Abstract in Englisch:

Three-layer iron-rich Fe₃₊ₓ Si₁−ₓ /Ge/Fe₃₊ₓ Si₁−ₓ (0.2 < x < 0.64) heterostructures on a Si(111) surface with Ge thicknesses of 4 nm and 7 nm were grown by molecular beam epitaxy. Systematic studies of the structural and morphological properties of the synthesized samples have shown that an increase in the Ge thickness causes a prolonged atomic diffusion through the interfaces, which significantly increases the lattice misfits in the Ge/Fe₃₊ₓ Si₁−ₓ heterosystem due to the incorporation of Ge atoms into the Fe₃₊ₓ Si₁−ₓ bottom layer.
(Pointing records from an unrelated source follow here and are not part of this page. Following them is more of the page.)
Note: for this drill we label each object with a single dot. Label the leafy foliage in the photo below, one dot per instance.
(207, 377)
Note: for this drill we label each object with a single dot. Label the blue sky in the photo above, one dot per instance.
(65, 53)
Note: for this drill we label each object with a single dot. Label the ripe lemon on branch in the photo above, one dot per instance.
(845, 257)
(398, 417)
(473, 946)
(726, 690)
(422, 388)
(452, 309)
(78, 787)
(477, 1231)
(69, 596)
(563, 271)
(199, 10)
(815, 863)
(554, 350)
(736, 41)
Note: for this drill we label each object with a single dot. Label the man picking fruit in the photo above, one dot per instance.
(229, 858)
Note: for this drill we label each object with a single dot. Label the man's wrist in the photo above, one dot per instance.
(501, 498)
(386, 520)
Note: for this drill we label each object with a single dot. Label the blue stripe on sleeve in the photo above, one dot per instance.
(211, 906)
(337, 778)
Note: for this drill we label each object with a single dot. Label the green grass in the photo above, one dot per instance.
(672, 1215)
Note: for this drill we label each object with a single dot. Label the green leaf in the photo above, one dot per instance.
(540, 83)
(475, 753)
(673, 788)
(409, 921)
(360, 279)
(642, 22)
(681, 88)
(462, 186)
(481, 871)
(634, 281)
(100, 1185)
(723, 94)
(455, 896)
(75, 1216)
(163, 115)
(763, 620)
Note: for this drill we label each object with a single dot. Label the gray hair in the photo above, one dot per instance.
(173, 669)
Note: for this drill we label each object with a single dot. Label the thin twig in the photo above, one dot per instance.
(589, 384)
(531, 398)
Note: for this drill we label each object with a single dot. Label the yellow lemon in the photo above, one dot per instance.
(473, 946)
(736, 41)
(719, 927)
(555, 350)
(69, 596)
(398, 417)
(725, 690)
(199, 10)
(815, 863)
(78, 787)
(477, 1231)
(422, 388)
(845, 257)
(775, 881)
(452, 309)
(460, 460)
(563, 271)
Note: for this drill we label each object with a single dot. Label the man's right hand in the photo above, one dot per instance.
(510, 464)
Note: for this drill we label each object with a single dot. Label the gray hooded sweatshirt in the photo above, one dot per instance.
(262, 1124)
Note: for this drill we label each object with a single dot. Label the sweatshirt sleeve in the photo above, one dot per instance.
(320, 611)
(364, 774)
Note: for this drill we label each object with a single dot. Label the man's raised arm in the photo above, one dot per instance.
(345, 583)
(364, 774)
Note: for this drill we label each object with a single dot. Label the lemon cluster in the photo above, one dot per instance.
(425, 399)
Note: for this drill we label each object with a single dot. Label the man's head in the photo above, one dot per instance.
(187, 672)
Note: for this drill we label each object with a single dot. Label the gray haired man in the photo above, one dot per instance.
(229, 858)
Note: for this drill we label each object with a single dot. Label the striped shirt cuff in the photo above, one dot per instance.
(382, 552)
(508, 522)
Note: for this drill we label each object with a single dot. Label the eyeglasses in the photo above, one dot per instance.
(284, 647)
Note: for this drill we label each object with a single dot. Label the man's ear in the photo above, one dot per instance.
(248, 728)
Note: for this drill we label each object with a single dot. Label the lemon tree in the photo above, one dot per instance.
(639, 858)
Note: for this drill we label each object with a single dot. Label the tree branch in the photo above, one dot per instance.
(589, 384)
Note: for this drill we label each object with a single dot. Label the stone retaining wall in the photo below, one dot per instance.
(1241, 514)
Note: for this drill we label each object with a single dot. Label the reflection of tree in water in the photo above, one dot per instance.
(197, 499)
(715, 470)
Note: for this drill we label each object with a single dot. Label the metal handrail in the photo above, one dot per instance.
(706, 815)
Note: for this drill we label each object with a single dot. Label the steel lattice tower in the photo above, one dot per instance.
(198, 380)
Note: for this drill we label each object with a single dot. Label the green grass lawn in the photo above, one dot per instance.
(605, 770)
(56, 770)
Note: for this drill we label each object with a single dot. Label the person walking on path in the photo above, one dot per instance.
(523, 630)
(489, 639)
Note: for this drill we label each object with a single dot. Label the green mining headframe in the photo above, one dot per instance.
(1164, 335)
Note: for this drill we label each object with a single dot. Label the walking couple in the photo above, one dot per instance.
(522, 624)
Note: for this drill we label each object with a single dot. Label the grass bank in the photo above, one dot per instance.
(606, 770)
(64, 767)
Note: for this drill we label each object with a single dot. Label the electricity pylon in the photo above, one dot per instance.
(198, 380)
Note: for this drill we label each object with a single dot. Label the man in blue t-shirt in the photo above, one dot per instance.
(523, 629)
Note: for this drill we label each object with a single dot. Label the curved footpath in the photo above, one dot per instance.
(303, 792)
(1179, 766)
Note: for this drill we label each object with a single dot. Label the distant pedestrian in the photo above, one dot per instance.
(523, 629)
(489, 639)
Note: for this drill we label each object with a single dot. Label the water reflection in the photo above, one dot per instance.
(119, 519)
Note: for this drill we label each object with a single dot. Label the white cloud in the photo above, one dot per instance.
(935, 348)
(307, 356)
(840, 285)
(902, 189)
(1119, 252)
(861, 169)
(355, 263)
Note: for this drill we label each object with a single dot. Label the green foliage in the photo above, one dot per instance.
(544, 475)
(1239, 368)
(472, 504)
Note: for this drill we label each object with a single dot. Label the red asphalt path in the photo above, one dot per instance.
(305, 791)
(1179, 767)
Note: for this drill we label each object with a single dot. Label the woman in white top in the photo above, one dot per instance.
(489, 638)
The resultant lowering of the total free energy caused by the development of the surface roughness results in a transition from an epitaxial to a polycrystalline growth of the upper Fe₃₊ₓ Si₁−ₓ. The average lattice distortion and residual stress of the upper Fe₃₊ₓ Si₁−ₓ were determined by electron diffraction and theoretical calculations to be equivalent to 0.2 GPa for the upper epitaxial layer with a volume misfit of −0.63% compared with a undistorted counterpart. The volume misfit follows the resultant interatomic misfit of |0.42|% with the bottom Ge layer, independently determined by atomic force microscopy. The variation in structural order and morphology significantly changes the magnetic properties of the upper Fe₃₊ₓ Si₁−ₓ layer and leads to a subtle effect on the transport properties of the Ge layer. Both hysteresis loops and FMR spectra differ for the structures with 4 nm and 7 nm Ge layers. The FMR spectra exhibit two distinct absorption lines corresponding to two layers of ferromagnetic Fe₃₊ₓ Si₁−ₓ films. At the same time, a third FMR line appears in the sample with the thicker Ge. The angular dependences of the resonance field of the FMR spectra measured in the plane of the film have a pronounced easy-axis type anisotropy, as well as an anisotropy corresponding to the cubic crystal symmetry of Fe₃₊ₓ Si₁−ₓ, which implies the epitaxial orientation relationship of Fe₃₊ₓ Si₁−ₓ (111)[0−11] || Ge(111)[1−10] || Fe₃₊ₓ Si₁−ₓ (111)[0−11] || Si(111)[1−10]. Calculated from ferromagnetic resonance (FMR) data saturation magnetization exceeds 1000 kA/m. The temperature dependence of the electrical resistivity of a Ge layer with thicknesses of 4 nm and 7 nm is of semiconducting type, which is, however, determined by different transport mechanisms.